When you’re in your twenties (with no kids), you don’t mind sacrificing convenience and time for money…you’re willing to take a four-day train trip through Myanmar, sitting up in badly upholstered seats the entire way, because it’s cheaper than a 45-minute plane ride. You’re willing to buy all your food from street vendors and damn the potential intestinal consequences. You go without travel insurance since the chances of your needing it are likely pretty low. You’re also only responsible for yourself and your personal experience; you can inconvenience, injure, or bore yourself to tears without having to worry about doing permanent damage to someone’s tender growing psyche.
Depending on your child, though, you can be a lot more flexible than you think. The younger the kid, the easier it is to haul them around with you wherever you go; they won’t have attached themselves to friends or schoolmates yet, and if they grow up learning that you just travel around and stay in hostels and visit temples and get hugged up by total strangers, then that’s their normal. When they get older, they have more opinions and should have more say in your decision-making process…but that might also be a great time to allow them the opportunity to participate in unschooling or pick destinations that could change their lives.
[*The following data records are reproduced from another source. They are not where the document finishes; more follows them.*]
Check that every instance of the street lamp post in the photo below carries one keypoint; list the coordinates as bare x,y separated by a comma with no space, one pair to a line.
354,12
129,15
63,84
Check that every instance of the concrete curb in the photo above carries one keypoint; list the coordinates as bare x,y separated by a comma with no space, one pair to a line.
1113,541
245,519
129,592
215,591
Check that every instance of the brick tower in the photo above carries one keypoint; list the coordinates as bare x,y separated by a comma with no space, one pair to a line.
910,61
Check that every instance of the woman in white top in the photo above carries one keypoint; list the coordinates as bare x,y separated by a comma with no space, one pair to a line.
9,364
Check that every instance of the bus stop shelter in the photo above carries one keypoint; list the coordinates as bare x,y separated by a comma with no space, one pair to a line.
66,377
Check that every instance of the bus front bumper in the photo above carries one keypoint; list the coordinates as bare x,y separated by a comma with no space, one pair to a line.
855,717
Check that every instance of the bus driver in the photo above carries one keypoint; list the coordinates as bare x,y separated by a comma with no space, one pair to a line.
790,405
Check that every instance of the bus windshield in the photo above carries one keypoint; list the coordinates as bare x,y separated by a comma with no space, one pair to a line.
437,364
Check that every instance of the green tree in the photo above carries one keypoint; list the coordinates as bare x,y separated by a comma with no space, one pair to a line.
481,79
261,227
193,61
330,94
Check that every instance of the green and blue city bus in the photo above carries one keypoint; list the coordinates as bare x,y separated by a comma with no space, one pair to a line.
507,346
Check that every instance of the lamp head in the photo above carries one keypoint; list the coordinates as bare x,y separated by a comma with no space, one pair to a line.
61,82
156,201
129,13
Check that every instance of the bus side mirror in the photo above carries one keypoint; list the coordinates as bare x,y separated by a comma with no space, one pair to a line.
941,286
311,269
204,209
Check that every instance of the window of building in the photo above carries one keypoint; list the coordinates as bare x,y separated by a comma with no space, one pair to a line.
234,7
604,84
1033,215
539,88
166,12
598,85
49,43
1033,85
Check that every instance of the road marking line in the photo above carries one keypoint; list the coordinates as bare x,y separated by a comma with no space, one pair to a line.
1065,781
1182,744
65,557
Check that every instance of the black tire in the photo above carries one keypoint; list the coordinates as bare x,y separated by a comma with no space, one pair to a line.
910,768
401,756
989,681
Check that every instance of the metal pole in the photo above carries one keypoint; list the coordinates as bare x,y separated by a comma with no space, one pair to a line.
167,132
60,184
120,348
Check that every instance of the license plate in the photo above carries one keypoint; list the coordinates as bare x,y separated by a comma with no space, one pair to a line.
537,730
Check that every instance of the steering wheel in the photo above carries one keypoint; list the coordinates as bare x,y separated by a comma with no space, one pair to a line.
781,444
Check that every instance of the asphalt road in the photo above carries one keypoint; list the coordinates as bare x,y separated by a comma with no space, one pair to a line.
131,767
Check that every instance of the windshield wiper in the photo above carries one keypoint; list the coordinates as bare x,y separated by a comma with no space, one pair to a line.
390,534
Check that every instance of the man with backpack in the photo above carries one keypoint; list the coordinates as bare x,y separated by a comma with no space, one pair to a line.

Many families travel with their children from early ages. Vagabond Family is a database of these families, some of whom have been traveling nonstop for years. These families buy RVs or boats, teach their toddlers about food safety in Indian street markets, and manage their long-distance jobs so they can see their kids grow up every day.
When I was 8 and again when I was 12, my mom took me on weeks-long trips to Europe. Seeing and interacting with different cultures gave me a wider perspective on the world and my place in it, and was probably largely responsible for my choice to travel extensively after graduating from high school instead of going directly to university.
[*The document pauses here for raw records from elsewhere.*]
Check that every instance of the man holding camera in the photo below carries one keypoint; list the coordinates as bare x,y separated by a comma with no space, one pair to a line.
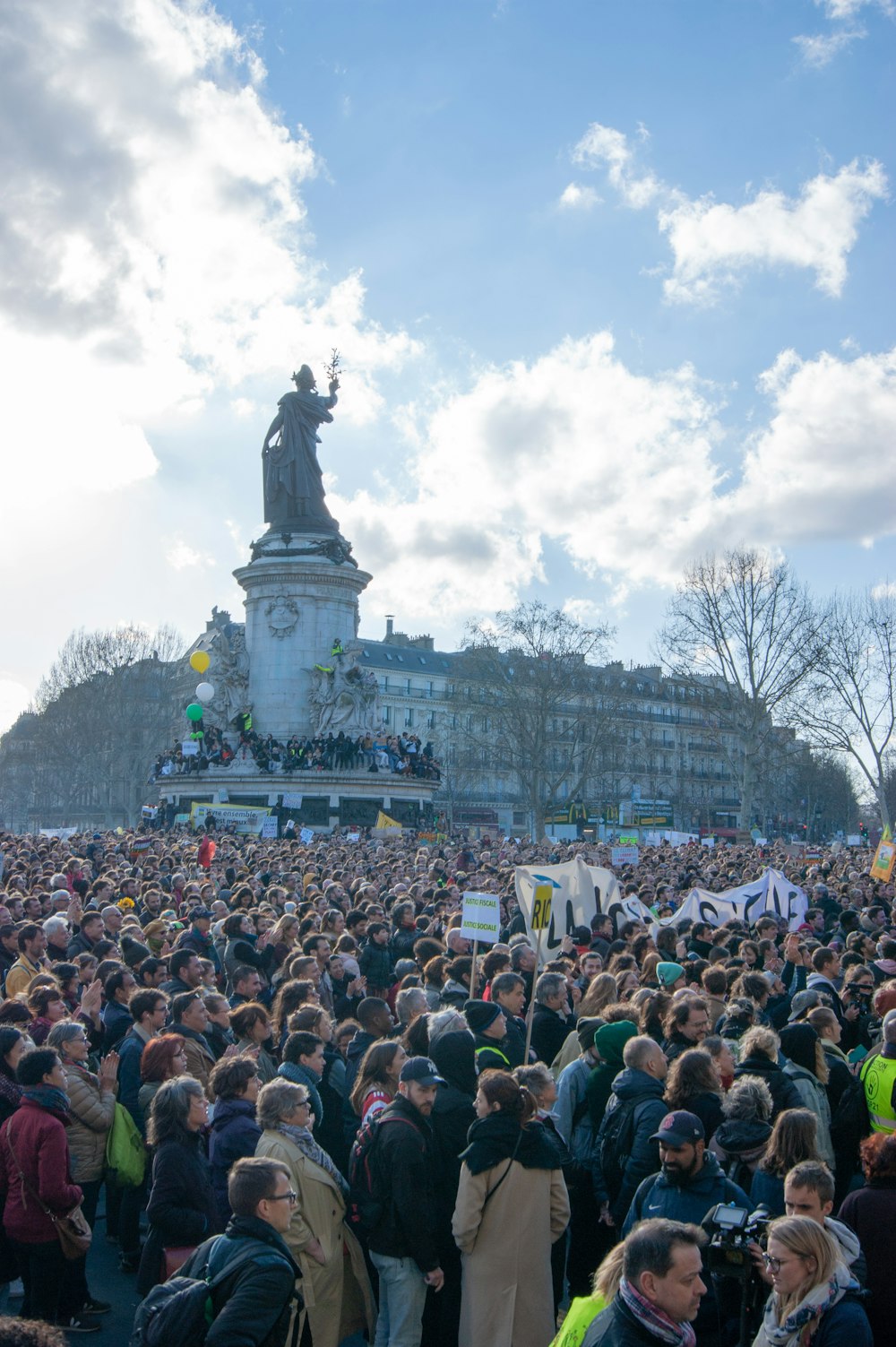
689,1184
660,1290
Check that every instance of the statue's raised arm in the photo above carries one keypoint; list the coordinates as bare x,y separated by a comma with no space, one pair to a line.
293,482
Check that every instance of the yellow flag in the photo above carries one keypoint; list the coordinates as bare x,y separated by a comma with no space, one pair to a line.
884,859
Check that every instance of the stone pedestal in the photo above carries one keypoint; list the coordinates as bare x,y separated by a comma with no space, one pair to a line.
301,596
320,800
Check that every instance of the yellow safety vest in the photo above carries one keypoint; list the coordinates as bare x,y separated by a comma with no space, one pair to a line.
879,1078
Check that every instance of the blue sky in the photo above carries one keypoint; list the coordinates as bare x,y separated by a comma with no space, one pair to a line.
613,283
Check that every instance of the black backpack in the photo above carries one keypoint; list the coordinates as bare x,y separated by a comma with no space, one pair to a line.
366,1199
179,1311
617,1135
850,1121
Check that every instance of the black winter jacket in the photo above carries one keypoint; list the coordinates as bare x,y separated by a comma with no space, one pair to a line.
404,1165
646,1092
181,1208
550,1032
252,1308
781,1089
617,1327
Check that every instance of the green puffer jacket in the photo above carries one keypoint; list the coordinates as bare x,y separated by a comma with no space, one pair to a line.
92,1113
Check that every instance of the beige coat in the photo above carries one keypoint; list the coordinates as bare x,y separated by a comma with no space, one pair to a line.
92,1117
200,1062
337,1293
507,1295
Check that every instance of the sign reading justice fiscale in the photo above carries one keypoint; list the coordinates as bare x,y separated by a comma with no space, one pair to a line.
481,918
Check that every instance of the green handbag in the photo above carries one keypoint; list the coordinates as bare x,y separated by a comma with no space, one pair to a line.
125,1152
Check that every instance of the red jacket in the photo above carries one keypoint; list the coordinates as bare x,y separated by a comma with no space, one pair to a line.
42,1149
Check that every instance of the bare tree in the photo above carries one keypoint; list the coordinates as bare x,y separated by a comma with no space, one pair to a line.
103,712
849,704
527,693
743,629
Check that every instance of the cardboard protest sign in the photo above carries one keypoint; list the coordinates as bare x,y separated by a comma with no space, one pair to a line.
481,918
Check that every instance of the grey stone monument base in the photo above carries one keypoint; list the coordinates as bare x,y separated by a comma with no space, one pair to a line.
301,600
320,800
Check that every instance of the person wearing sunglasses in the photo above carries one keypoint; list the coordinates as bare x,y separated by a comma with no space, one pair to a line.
336,1290
813,1290
254,1303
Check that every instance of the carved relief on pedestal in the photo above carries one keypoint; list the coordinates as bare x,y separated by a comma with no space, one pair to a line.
282,615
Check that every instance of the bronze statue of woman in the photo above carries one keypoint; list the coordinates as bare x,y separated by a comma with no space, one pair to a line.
293,482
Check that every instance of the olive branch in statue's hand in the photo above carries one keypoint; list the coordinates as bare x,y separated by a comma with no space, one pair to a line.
333,369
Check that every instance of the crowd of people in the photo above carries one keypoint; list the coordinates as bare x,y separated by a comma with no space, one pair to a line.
280,1067
403,755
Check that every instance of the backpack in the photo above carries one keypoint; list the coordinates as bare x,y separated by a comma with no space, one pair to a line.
850,1118
617,1133
179,1311
366,1199
125,1152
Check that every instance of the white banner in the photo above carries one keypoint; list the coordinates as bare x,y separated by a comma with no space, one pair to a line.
481,918
580,892
772,894
227,816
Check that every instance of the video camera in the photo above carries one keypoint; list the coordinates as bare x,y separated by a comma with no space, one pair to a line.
728,1256
732,1230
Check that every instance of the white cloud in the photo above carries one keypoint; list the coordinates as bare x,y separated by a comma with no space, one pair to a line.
818,50
607,147
152,240
621,471
714,244
818,469
574,197
181,557
845,10
574,447
159,281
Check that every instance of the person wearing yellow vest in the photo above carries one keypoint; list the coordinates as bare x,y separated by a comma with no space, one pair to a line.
31,961
879,1079
489,1030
You don’t have to put your personal growth and experiences on hold just because you have a kid. Popular parenting podcast The Longest Shortest Time has an episode about two parents who work as makeup and set designers for the touring show of Wicked, and their son has gone with them since he was 28 days old. Kids go to Burning Man every year; my usual camp is right across the street from Kidsville, and you can see eight-year-olds enthusiastically pounding in rebar stakes right next to their parents.
Having children doesn’t stop you from doing enjoyable, interesting, fun things like traveling. It won’t be the same as traveling solo, or traveling as a couple, but no one experience is exactly the same as any other experience. That’s kind of the point of having different experiences; that they’re different. As a commenter on the Lonely Planet Thorn Tree points out, “Perhaps the most important change that happens with kids is that your ideas will change, your priorities and what you want to get out of a trip.” You won’t be the same person, having the same experiences, but you will have entirely different, exciting, and fun experiences…and so will your kid.